Cloud cost optimization

Cloud cost optimization helps organizations avoid overspending on cloud services, and can involve everything from adjusting resource usage to tracking key cost metrics.

By IT Brew Staff

less than 3 min read

Back to Glossary

Definition:

Although the cloud is an efficient way for companies to quickly spin up and maintain the computing power and storage they need for their daily operations, cloud-related costs can quickly spin out of control. Cloud cost optimization is a basket of best practices for reducing those cloud costs.

Although the cloud allows IT professionals to quickly spin up the compute, storage, networking, and other IT services they need, that ease of use can also generate enormous amounts of waste if left unchecked. For example, a company may accidentally leave a cloud-based dataset analysis running for days or weeks, racking up thousands of dollars in unnecessary costs.
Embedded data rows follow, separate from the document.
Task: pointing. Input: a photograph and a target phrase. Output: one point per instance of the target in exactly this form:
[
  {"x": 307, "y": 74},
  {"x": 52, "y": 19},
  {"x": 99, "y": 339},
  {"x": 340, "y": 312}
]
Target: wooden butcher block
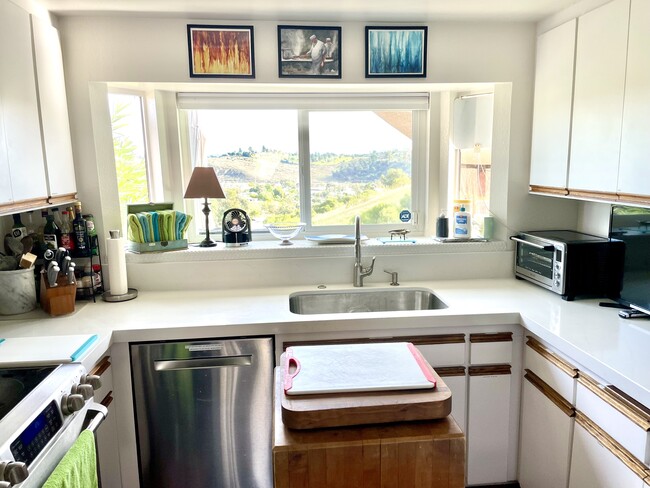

The first step in cloud cost optimization is gaining full visibility into cloud spending. This could mean consolidating all cloud spending into a single dashboard, analyzing every workload, and establishing metrics for tracking costs, including unit cost, idle resource cost, and so on. That data will give IT professionals an idea of how to “rightsize” their cloud spend, as well as introduce new policies to curb wasteful spending in the future.

Building a culture of cost awareness around the cloud is likewise critical. IT professionals can work with FinOps experts to ensure that everyone involved in engineering, finance, and the broader business are all accountable for cloud spending. Establishing channels for sharing best practices and cost-saving strategies can help.